Last year, Intel talked up the prospect of bringing to market a solid-state drive (SSD) that would allow users to overclock its controller and increase performance through intuitive user interfaces.
The overclock-enabled SSD was expected to be out near the start 2014. But New Years came and went and nothing appeared.
Today, Intel announced it would not release a user-customizable SSD after all. Instead, it is opting instead to push the processor clock speed on its next-generation SSD, the 730 Series, to its limit in the factory and then offer it with its typical 5-year warranty.
The new 730 Series SSD is aimed at those who need speed for digital content creation, video capture and editing and extreme gaming.
The reason Intel chose not to release a user-customizable SSD, executives said during a teleconference, is because the company could not offer a full warranty on a product whose performance could be manipulated by users.
Intel is now calling the 730 Series SSD its "flagship consumer drive" with a 50% increase in controller speed and a 20% increase in the NAND flash bus speed compared to its predecessor - the SSD 530 series. The new SSD will ship to distributors on March 18. Preorders are available today.
Intel increased the controller clock speed from 400MHz to 600MHz, and increased NAND bus speeds from 83MHz to 100MHz.
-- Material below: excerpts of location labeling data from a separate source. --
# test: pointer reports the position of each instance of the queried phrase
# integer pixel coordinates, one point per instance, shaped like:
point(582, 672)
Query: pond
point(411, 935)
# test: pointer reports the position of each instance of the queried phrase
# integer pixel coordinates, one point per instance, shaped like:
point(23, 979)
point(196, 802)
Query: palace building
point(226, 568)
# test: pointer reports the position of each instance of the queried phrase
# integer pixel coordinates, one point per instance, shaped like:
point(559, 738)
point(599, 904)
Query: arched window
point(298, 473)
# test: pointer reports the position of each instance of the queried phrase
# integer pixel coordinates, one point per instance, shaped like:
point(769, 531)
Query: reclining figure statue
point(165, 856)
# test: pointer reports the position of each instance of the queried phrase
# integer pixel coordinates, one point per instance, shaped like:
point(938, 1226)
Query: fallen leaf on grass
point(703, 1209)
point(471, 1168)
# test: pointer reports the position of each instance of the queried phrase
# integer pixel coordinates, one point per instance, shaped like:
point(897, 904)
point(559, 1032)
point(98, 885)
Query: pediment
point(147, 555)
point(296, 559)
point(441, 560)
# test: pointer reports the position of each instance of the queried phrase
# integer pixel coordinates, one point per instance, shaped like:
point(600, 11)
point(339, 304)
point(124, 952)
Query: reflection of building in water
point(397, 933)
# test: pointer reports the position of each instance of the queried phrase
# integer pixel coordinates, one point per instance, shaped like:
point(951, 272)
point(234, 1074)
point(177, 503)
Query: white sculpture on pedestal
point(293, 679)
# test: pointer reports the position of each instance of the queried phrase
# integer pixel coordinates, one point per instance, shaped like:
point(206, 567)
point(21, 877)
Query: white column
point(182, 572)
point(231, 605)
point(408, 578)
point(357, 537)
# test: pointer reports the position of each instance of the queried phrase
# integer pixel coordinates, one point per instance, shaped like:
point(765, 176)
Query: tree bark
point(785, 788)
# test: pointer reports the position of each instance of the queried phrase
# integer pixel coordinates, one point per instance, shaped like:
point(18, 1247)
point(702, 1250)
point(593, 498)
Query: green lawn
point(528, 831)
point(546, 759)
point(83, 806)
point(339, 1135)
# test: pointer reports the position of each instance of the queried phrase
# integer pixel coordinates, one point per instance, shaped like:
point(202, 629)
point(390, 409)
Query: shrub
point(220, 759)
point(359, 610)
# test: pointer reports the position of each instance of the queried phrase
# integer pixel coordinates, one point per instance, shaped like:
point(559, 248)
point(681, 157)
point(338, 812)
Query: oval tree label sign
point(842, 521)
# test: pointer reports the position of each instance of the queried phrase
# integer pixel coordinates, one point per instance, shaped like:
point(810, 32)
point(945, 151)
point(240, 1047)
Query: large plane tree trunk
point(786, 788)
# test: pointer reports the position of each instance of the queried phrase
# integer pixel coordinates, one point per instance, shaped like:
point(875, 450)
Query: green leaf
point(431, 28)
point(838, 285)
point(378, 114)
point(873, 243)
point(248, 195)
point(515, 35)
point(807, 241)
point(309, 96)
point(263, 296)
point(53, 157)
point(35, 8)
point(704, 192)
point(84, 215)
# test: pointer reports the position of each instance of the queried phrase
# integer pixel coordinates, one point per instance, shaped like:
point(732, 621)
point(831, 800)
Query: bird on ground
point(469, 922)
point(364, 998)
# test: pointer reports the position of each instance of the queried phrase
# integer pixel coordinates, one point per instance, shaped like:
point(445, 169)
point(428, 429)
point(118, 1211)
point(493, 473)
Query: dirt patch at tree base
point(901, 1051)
"We decided to push it as far as we could in the factory and then lock it down there," said Justin Whitney, an Intel marketing manager.
The 730 Series SSD comes in 240GB and 480GB capacities. The drives do not have native data encryption capability, as do some other SSD models. While pricing is not yet available, the drive will sell for "just under" $1 per gigabyte of capacity, according to Whitney. Many consumer SSDs today sell for 60 cents to 70 cents per gigabyte of capacity.
Factory overclocking and RAID
By overclocking the processor, Intel said the 730 Series SSD is now its highest performance consumer drive for uncompressible workloads, boasting up to 550MB/s sequential read and 450MB/s sequential write speeds. A 730 Series SSD can nearly saturate a SATA 3 (6Gbps or 600MB/s) interface, according to Whitney.
While the read and write performance of the new 730 Series SSD only slightly higher than of the previous 530 Series SSD, an Intel spokesman said the new drive also has more consistent performance and lower latency.
"Together with increased clock speeds, lower latency, and consistent performance across both compressible and incompressible data types, the 730 Series is an overall higher performance drive," he said in an email replay to Computerworld.